Employers decide whether to participate

Before Covid-19, employers could choose to adopt provisions to allow 401(k) loans within certain parameters. The key word here is choose.
Just as companies did not have to offer 401(k) loans pre-Covid-19, they aren’t required to include plan provisions to allow CRDs or expand loan limits. Modifying plan documents costs money, and in a time where employers have been suspending 401(k) matches or even terminating plans, they might not be inclined or able to do so.
Unfortunately, plan rules are one of the downsides to over-saving in a 401(k). If your asset mix is very heavily weighted towards retirement plans, consider broadening your investments to taxable brokerage accounts after you get back on your feet.

Ask your employer about the plan rules

If you’re still working for the company, ask your HR department about the plan rules for CRDs or 401(k) loans. If the plan sponsor doesn’t offer Covid-19 withdrawals, you may be able to take a loan instead.
Before taking a loan, make sure you understand the terms. 401(k) loans are essentially a loan to yourself that must be repaid to your account with interest. But if you leave your job, the full loan can be due immediately. Talk to your plan sponsor to learn more about the pros and cons.

Options for old 401(k) plans

If you have an old 401(k) plan, it could be an opportunity to do a 401(k) rollover to an IRA. The process is quite simple and may have other benefits too.

Should you take money from your 401(k) or IRA if you’ve been impacted by Coronavirus?

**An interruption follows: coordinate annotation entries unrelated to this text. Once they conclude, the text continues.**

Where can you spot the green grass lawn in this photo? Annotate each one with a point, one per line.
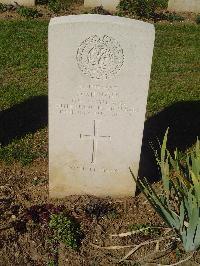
(175, 78)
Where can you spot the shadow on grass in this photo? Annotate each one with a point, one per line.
(21, 119)
(183, 120)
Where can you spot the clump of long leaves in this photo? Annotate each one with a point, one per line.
(179, 202)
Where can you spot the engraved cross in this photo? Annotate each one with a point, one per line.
(94, 137)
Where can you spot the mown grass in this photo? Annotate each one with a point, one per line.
(175, 76)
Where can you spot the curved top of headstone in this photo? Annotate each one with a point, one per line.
(101, 19)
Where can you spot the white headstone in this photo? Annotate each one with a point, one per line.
(99, 71)
(110, 5)
(19, 2)
(184, 5)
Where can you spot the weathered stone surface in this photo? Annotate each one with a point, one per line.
(106, 4)
(99, 71)
(19, 2)
(184, 5)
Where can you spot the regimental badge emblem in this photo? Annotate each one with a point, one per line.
(100, 57)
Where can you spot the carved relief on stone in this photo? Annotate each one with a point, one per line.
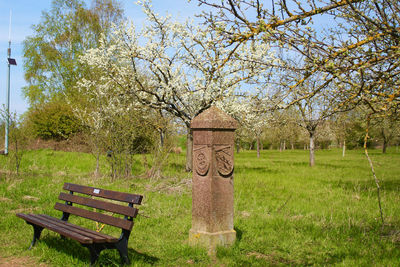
(224, 160)
(201, 159)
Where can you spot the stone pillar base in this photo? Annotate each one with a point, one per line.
(212, 240)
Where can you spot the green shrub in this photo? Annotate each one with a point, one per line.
(53, 120)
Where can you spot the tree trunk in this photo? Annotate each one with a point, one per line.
(237, 146)
(161, 137)
(312, 148)
(385, 144)
(344, 148)
(97, 171)
(189, 150)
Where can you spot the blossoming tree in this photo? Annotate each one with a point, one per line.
(174, 67)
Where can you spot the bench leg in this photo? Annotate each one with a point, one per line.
(94, 253)
(122, 247)
(37, 230)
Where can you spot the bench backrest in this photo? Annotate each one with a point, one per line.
(85, 200)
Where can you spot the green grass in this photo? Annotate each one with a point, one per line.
(286, 213)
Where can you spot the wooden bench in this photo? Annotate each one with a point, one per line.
(93, 240)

Tapping your retirement accounts shouldn’t be considered lightly. But depending on your situation, you may not have many other options. If your emergency fund has been depleted or you don’t have a non-retirement investment account, your IRA or 401(k) could your only liquid asset.

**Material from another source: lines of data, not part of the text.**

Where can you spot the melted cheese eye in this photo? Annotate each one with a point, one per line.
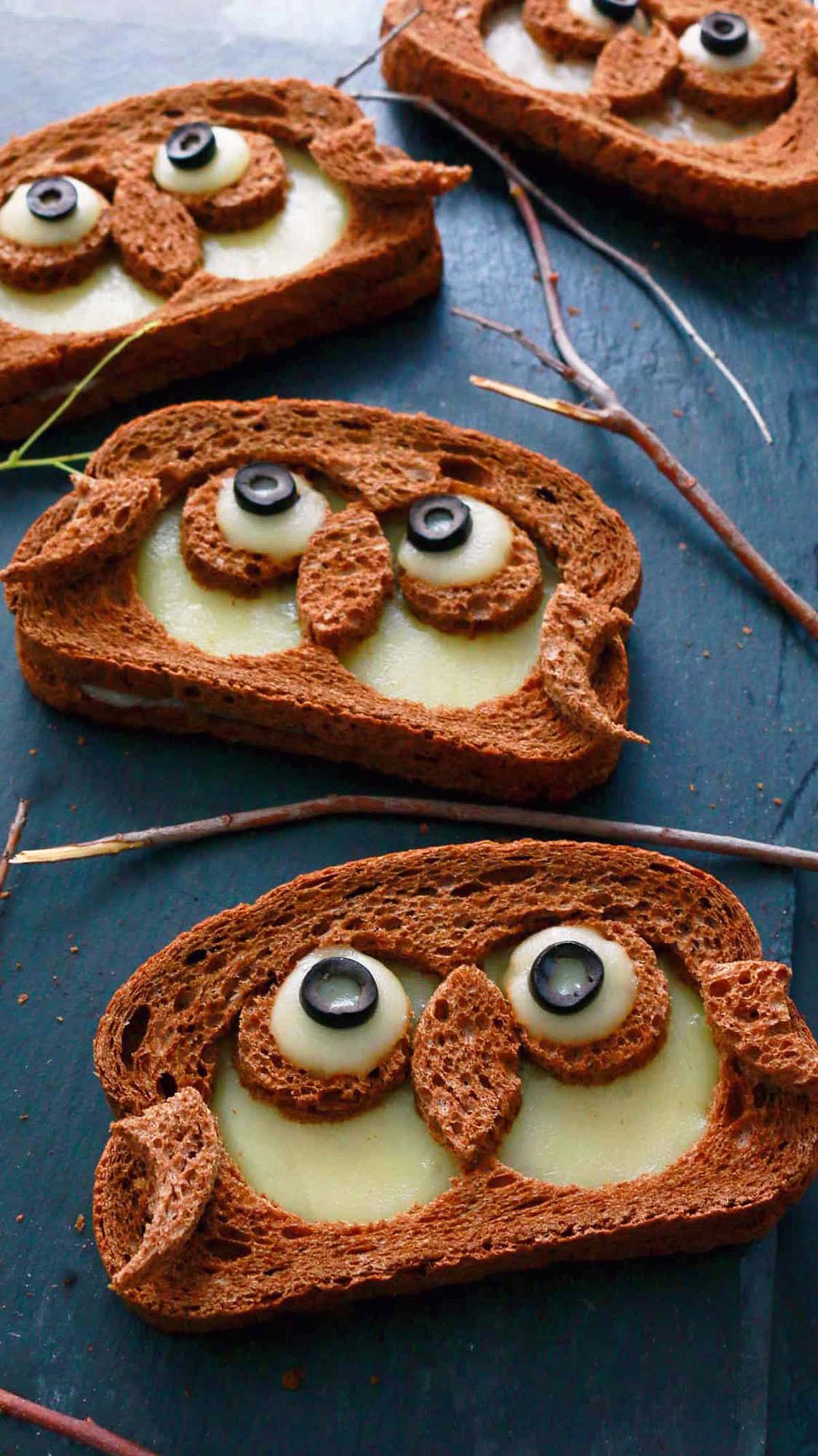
(329, 1050)
(600, 1011)
(692, 46)
(283, 536)
(485, 551)
(226, 166)
(18, 223)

Think long and hard before using home equity

While using home equity could be an option, you may end up adding even more financial risk to your situation and could potentially lose your home if you fall behind. It also takes time and costs money to get a home equity loan or line of credit. If you’re already behind on your mortgage, tapping home equity likely won’t be an option.

What about credit cards?

Making minimum payments on credit cards typically works for a very short period of time. Interest rates are usually over 20% and the debt can compound quickly. Speak with your credit card company to see if there’s any leniency. Unless you just need to bridge a short gap between now and guaranteed future income, you might be better off using money from a retirement account. At least it won’t harm your credit.

Stop saving towards other goals

It may seem obvious, but diligent investors are reluctant to stop saving towards other goals, even when faced with financial uncertainty. Before using money from your retirement accounts, consider temporarily freezing contributions to 529 college savings plans and other non-essential goals. If you have federal student loans, take advantage of deferred payments while they’re still available. Stop over-paying your mortgage.
If you’re in a financial emergency, try to do what you can to only put money towards expenses that must continue to be paid. Conserving now will make it easier to recover and resume good financial habits later.

If you take money from your retirement accounts

If you need to take money from your retirement accounts, make sure you only take what you need. Cut back on any non-essential expenses until you get back on your feet. Keep details records and work with a CPA to help ensure you file your taxes properly.
Tapping retirement funds is generally less risky if you’re confident you can pay it back. Otherwise, it could be a risk to your retirement. That said, if you need money for essentials today and have no other options, it sort of is what it is. Once you’ve recovered, you can work to cut back in other ways to catch up.